The 2025 TransUnion Credit Perception Index (CPI) reveals a major shift: fewer Filipinos are turning to personal networks for loans, and more are heading to formal financial institutions instead. Borrowing from family and friends dropped by nine percentage points, while borrowing intent from banks jumped by +15 points and virtual banks by +9 points
That’s a cultural shift worth paying attention to.
Why Filipinos Are Moving Away From Borrowing From Friends
Borrowing from family or friends used to feel safe and simple. No forms, no interest rates, no credit checks. But the downsides are obvious:
Strained relationships. Mixing money with family often leads to conflict, especially when repayment is delayed.
Limited access. Not everyone has relatives who can lend, and loans are often too small to cover bigger needs like tuition, healthcare, or business capital.
Unreliable terms. Informal agreements lack structure, making repayment uncertain and stressful for both borrower and lender.
As financial needs grow more complex, many Filipinos realize that personal networks can’t always fill the gap.
Why Banks and Virtual Banks Are Gaining Ground
The CPI shows that more Filipinos are choosing to borrow from formal institutions, and here’s why:
Bigger loan amounts. Banks can provide financing for major expenses like education, cars, or home improvements — something family loans rarely cover.
Clear repayment terms. Even if interest rates are high, formal credit comes with set timelines and contracts, reducing uncertainty.
More accessible options. Virtual banks and digital platforms are making applications easier, faster, and less intimidating. For younger Filipinos, app-based borrowing feels natural.
Improved trust. Trust in credit products rose by six points this year, reflecting that Filipinos are more open to engaging with formal financial systems
The Bigger Picture: A Shift in Financial Culture
This isn’t just about borrowing money — it’s about how Filipinos view financial responsibility. Turning to banks instead of family signals:
Independence. Borrowers want to manage obligations on their own terms, without the emotional baggage of owing relatives.
Confidence in the system. Despite concerns about high interest rates and fraud, the rise in borrowing intent shows faith in financial institutions is growing.
Generational change. Younger Filipinos, especially Gen Z and Millennials, are leading the move toward digital banks and FinTech apps, while older generations still lean on traditional banking channels.
What This Means for Filipino Families
This trend could reshape how money flows in households. Instead of circulating loans informally within families, more Filipinos are formalizing their credit relationships with banks. That shift has pros and cons:
Pro: Clearer, more structured credit access can help families plan better and avoid conflicts.

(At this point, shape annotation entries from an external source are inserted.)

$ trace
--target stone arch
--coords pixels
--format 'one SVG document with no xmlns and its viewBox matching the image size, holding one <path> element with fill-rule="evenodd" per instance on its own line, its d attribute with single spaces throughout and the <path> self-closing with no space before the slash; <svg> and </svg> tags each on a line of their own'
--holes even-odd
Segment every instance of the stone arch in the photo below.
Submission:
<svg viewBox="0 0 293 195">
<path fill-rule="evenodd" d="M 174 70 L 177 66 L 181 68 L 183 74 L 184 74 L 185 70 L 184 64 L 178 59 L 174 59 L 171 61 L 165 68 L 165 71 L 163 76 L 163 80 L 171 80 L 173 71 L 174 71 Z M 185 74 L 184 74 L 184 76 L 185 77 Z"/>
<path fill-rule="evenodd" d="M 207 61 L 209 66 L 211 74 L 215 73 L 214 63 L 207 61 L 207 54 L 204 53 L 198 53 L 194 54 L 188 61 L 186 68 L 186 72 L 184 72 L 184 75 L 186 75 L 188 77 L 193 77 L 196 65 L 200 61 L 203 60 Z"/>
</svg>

Pro: Access to larger loan amounts may fuel education, entrepreneurship, and investments.
Con: Without proper financial literacy, borrowers risk falling into debt traps with high-interest loans.
The Bottom Line
The way Filipinos borrow money is changing fast. Fewer people are asking help from family and friends, while more are relying on banks and even virtual banks.
It’s a sign of a maturing financial culture — one where trust in institutions is catching up with the convenience of community lending.
For lenders, the opportunity is clear: simplify processes, protect against fraud, and make borrowing more transparent. For borrowers, the message is simple: understand the costs, borrow wisely, and use credit as a tool — not a trap.
Because in today’s Philippines, borrowing is no longer just about utang na loob. It’s about building a stronger, more independent financial future.